Look at the documentation / implementation.

As far as ICU is concerned, here: https://unicode.org/reports/tr10/

> > > I'm already surprised (star) comes before (space), when the latter "comes
> > > before" the former in both ASCII and UTF-8, but that the two "Foo*" and "Foo "
> > > prefixed pairs are not clustered after sorting is just mistifying to me. So how come?
> >
> > Because they compare identical on the first three levels.  Any difference in
> > letters, accents or case weighs stronger, even if it occurs to the right
> > of these substrings.
>
> That's completely unintuitive...

Well, you can complain to GNU and the Unicode consortium, but that's pretty
much the way it is.

> > Yes, it soulds like the "C" collation may be best for you.  That is, if you don't
> > mind that "Z" < "a".
>
> I would mind if I asked for case-insensitive comparisons.
>
> So the "C" collation is fine with general UTF-8 encoding?
> I.e. it will be codepoint ordered OK?

Yes, exactly.

Yours,
Laurenz Albe

Re: Losing my latin on Ordering...

From

Dominique Devienne

Date:

14 February 2023, 12:06:18

On Tue, Feb 14, 2023 at 12:35 PM Alvaro Herrera <alvherre@alvh.no-ip.org> wrote:

On 2023-Feb-14, Dominique Devienne wrote:
> Honestly, who expects the same prefix to sort differently based on what
> comes after, in left-to-right languages?

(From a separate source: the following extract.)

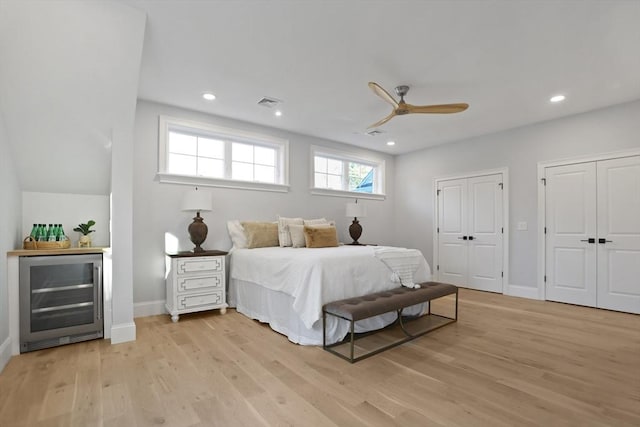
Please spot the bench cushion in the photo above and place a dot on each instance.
(366, 306)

Look, we don't define the collation rules.

Ok, ok, sorry. To you, Laurenz, and everyone.

I obviously disagree with these rules, but I'm a nobody, so who cares :)

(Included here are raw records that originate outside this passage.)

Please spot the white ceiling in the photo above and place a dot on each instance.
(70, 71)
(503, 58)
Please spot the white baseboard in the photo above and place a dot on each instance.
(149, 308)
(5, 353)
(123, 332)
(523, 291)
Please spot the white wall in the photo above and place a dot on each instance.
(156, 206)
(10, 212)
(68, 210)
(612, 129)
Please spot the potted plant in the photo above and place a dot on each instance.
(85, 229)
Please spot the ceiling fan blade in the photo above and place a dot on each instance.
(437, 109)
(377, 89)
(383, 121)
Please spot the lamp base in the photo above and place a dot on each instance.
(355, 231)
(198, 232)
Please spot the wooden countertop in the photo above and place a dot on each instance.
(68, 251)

> So the "C" collation is fine with general UTF-8 encoding?
> I.e. it will be codepoint ordered OK?

Sure, just make sure to use the definition of C that uses UTF-8 encoding
(I think it's typically called C.UTF-8).

OK, so for new DBs, sounds like we need to

CREATE DATABASE ... WITH LOCALE 'C.UTF-8' ENCODING UTF8

Correct?

But what about existing DBs? Can the collation be changed a posteriori?

ALTER DATABASE does not seem to support the same options.

We don't want to have to sprinkle COLLATE "C" all over the place in the code.

And there are quite a few DBs out there already. What to do about them?

Re: Losing my latin on Ordering...

From

Laurenz Albe

Date:

14 February 2023, 12:27:53

On Tue, 2023-02-14 at 13:06 +0100, Dominique Devienne wrote:
> > Sure, just make sure to use the definition of C that uses UTF-8 encoding
> > (I think it's typically called C.UTF-8).
>  
> OK, so for new DBs, sounds like we need to
>
> CREATE DATABASE ... WITH LOCALE 'C.UTF-8' ENCODING UTF8 
>
> Correct?

Collations are identifiers, so it has to be double quotes.
The name depends on the operating system; if that is Unix-like,
you can run "locale -a" to get all available locales.

On my system it would be

CREATE DATABASE x TEMPLATE template0 LOCALE "C.utf8" ENCODING UTF8;

> But what about existing DBs? Can the collation be changed a posteriori?
> ALTER DATABASE does not seem to support the same options.
>
> We don't want to have to sprinkle COLLATE "C" all over the place in the code.
> And there are quite a few DBs out there already. What to do about them?

The only option is dump/restore.

A changed collation means changed indexes, so there is no better option.

Yours,
Laurenz Albe